The look on her face breaks his heart, because she believes it and she truly is in love with him.

It's hard to be The Golden Boy with Annie, he just wants to tell her everything.)

* * *

In grade ten, in AP English, Annie Cresta hears about a cancelled swim practise on Wednesday afternoon, when Finnick Odair slept with some girl.

It's not true.

She asked him herself.

It's not.

(Happily Ever After is a really good lie.

And Annie always loves a happy ending)

* * *

So, a real relationship is work and compromise. That's what Annie tells herself, and maybe they only eat at restaurants Finnick wants, but they also only watch movies Annie likes, so it breaks even.

And Finnick has a car.

He's the only eleventh grade to have his own car. Everyone else has to borrow their parents.

So it's not a fairy tale, but it's real.

And that's so much more important.

* * *

It's almost their three year anniversary, but there is also a swim meet, and Finnick has won State two years in a row, so Annie convinces her parents to let her fly all the way to Boston to surprise him.

(It's a very big deal, she bought really fancy underwear at Victoria's Secret that she's kept hidden in a bag from Garage, even though she doesn't shop there, because even though they're letting go out, they don't think they're having sex.

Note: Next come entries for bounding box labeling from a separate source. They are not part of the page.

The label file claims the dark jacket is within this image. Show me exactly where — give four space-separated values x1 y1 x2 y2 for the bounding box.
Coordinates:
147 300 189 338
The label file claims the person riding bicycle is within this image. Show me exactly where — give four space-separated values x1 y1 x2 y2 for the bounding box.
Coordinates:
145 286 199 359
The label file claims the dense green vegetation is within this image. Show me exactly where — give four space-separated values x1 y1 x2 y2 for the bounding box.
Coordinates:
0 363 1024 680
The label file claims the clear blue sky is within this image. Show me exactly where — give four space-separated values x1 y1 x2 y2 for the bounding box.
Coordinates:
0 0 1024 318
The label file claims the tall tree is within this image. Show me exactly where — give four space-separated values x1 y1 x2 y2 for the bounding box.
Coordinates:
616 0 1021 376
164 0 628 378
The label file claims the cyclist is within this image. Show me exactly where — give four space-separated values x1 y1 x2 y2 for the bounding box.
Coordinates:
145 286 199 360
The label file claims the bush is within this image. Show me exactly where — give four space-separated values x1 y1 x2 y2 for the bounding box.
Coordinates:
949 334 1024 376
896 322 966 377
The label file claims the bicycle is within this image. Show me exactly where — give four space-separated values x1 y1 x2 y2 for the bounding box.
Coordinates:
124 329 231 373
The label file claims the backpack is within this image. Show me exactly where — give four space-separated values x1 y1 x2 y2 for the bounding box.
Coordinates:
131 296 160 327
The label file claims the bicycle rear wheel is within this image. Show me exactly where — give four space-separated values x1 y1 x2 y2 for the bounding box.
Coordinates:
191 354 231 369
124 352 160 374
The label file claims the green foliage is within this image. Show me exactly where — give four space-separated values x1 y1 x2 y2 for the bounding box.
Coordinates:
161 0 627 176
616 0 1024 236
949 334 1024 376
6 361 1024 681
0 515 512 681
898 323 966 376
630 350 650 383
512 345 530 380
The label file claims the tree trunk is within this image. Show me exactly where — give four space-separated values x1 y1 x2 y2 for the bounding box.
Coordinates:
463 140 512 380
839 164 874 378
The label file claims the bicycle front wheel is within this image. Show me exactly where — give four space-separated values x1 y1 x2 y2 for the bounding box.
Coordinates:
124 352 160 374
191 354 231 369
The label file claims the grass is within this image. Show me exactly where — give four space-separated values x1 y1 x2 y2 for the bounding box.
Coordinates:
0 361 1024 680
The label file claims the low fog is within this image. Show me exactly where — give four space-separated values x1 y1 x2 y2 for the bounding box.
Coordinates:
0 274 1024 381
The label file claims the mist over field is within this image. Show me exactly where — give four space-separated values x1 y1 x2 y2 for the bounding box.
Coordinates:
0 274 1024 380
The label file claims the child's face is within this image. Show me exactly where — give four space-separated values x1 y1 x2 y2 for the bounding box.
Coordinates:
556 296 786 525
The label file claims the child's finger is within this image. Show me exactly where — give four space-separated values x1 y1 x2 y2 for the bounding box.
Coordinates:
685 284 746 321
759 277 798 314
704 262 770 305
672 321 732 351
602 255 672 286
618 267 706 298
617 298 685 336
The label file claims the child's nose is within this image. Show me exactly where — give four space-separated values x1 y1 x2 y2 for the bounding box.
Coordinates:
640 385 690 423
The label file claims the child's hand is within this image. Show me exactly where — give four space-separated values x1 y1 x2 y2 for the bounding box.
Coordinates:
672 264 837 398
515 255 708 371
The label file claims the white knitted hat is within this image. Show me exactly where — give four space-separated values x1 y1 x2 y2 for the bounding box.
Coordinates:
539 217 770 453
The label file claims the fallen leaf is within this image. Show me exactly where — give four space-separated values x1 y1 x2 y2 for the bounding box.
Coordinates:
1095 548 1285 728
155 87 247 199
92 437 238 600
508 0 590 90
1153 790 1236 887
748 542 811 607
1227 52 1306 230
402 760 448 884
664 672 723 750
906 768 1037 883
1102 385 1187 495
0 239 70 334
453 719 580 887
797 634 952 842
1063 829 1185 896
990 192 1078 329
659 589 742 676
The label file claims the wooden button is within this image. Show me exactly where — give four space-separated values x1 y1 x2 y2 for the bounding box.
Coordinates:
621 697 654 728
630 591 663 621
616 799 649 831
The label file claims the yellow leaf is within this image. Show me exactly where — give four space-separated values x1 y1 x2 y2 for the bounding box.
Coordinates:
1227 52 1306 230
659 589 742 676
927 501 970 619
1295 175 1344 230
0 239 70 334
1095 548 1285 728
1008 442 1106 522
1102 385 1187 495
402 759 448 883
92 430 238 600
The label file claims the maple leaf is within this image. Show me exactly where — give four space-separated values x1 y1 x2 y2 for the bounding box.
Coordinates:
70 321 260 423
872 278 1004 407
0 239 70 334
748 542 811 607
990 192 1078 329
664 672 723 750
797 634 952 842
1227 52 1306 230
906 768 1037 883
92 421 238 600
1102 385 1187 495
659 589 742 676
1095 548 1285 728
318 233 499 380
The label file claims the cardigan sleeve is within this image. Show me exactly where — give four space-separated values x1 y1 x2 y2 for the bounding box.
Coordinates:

She said she was going to sleep in her friend Becca's room.)

When she gets to the hotel, Finnick opens the door and she sees some random girl naked in his bed.

She wants to cry.

But that's what every other girl would do, when they find out that their boyfriend is sleeping with some slut-(no don't say slut, slut is rude. Don't condemn other girls' sexual choices just because you don't agree with them) on their anniversary.

'Happy Anniversary.' She says, and she strolls in to the room, letting her trench coat fall on the arm of the chair, giving the girl who is scrambaling to get dressed, saying appologizies in a high pitched frantic way, the iciest once over.

Finnick apologizes.

She forgives him, this is love.

(He really is sorry. Annie is a sweet girl, and maybe he should end it because he is The Golden Boy and he doesn't need a girlfriend, but he doesn't really know how he'd feel if Annie was dating someone else.)

* * *

Grade Twelve comes, and he is student body president, and captain of the swim team. He and Annie are going strong, and that incident on their anniversary has taught him discretion.

She hasn't walked in on him with any other girl ever since.

He pays her more attention, and there isn't anyone who doubts that Annie Cresta is in love with Finnick Odair.

(He sometimes thinks, when she's asleep on the hood of his car on the beach and he's playing with her hair, that he could get use to this. Her and him, and just the water.

But the thing is, the plan has to still happen. He has to get to law school.

Because lawyers are the ones who run the world.

And he never wants to feel threaten by a beer bottle at his head again.)

He gets into pre-law at Brown, on a full athletic scholarship.

After prom, he breaks up with Annie Cresta, just a week shy from their four year anniversary.

He's remade himself, and now it's done.

He doesn't need her anymore.

(He always was a good liar.)

* * *

At seventeen Annie Cresta gives up ballet, because it's not a suitable career.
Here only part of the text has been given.